Nous garderons un souvenir émerveillé d'une création. C'était en 2009, avec « Ligne de partage », une réalisation festive commandée par le Parc naturel régional de Millevaches, travail auquel avaient collaboré des associations culturelles comme l'Institut d'études occitanes et l'association Pays'Sage. La manifestation – itinérante – a duré 3 jours, avec départ d'Eymoutiers et arrivée à Saint-Georges-Nigremont, après avoir cheminé par Pérols-sur-Vézère, Saint-Merd-les-Oussines, Peyrelevade, Saint-Setiers, Féniers et Magnat-l'Étrange. Avec quatre comédiens professionnels et 65 amateurs, La Chélidoine avait mis en scène le texte de Laurence Biberfeld Le roi du silence. Un texte à suspense dont l'action se déroule sur le Plateau de Millevaches. Outre l'intrigue, l'auteure avait inséré dans son œuvre des tableaux d'histoire locale évoquant les Gaulois, les Gallo-Romains, la Révolution de 1789, la déclaration de guerre d'août 1914, les Espagnols dans les maquis corréziens… La compagnie avait ajouté des performances d'artistes de land'art et des interventions musicales. Ceux qui ont eu la chance de participer à cette déambulation artistique en gardent un souvenir impérissable. Malheureusement, la manifestation n'a pas bénéficié d'un public aussi nombreux qu'elle l'aurait méritée... à cause sans doute d'une communication défaillante.

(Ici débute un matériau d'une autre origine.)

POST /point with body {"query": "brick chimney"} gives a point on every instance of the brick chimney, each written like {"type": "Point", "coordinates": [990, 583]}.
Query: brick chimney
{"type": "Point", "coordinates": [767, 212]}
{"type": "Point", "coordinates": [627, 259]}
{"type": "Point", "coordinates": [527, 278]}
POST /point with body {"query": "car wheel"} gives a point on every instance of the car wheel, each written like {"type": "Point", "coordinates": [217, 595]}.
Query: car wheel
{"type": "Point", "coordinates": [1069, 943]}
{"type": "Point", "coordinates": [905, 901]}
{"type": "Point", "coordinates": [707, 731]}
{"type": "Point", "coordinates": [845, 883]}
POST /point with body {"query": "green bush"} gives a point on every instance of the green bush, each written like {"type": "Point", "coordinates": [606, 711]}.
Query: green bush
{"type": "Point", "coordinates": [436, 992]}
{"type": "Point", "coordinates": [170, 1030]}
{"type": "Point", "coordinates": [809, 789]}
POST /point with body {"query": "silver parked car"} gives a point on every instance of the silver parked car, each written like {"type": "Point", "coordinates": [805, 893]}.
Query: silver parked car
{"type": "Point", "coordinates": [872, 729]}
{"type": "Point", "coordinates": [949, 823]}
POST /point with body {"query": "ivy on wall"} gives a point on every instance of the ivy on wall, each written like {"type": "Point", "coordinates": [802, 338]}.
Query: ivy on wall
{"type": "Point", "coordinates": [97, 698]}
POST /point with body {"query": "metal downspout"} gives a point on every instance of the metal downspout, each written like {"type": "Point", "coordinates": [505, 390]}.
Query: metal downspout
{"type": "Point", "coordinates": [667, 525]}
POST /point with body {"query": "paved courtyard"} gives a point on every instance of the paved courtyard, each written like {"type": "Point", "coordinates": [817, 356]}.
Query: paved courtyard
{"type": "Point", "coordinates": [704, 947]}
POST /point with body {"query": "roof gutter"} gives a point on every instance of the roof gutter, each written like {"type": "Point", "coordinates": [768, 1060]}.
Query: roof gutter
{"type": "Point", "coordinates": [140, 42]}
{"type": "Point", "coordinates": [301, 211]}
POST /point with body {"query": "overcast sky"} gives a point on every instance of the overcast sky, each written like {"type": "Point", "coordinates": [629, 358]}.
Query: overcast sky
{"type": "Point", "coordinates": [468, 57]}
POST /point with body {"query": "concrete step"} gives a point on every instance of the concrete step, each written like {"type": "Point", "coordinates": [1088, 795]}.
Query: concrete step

Tout au long de l'histoire de La Chélidoine, l'activité de formation théâtrale a occupé une place centrale. Elle concerne les ateliers de pratique artistique, en milieu scolaire, de l'école élémentaire à l'université, en passant par collèges et lycées et des interventions auprès de diverses structures : associations, compagnies amateurs, hôpitaux, communautés de communes… avec ou sans montage de spectacle. Parmi les lieux d'intervention récents, on trouve ainsi des EHPAD, l'IUT de Tulle, les cadres d'ASF... L'école de théâtre concerne trois types d'ateliers : enfants, adolescents, adultes. Chacun débouche sur une représentation publique finale. En juin 2018 le parvis de l'abbaye de Saint-Angel accueille le spectacle de l'année : Les Misérables d'après Victor Hugo.
Sans faire de concession sur la qualité des spectacles présentés, La Chélidoine a voulu, et a largement réussi, toucher un public habituellement éloigné du théâtre. Sylvie et Claude définissent ainsi leur éthique : « Nous avons toujours pensé le théâtre populaire comme une utopie nécessaire… contre la paresse de l'esprit, pour l'émancipation de l'individu. Proposer le théâtre comme une fête que l'on célèbre, non pour quelques initiés, mais pour le plus large public. Intéresser celle ou celui qui pense ne pas avoir droit à la culture, parce que sa vie ne lui a pas permis de fréquenter de tels lieux ». Le 30 juin 2018 marquera la fin d'une Scop, peut-être la fin d'un théâtre (nous espérons que non), mais certainement pas la fin du théâtre à la campagne. Le public rural est, nous semble-t-il, de plus en plus demandeur de spectacles culturels et artistiques de qualité. L'activité de La Chélidoine a certainement largement contribué à cet essor.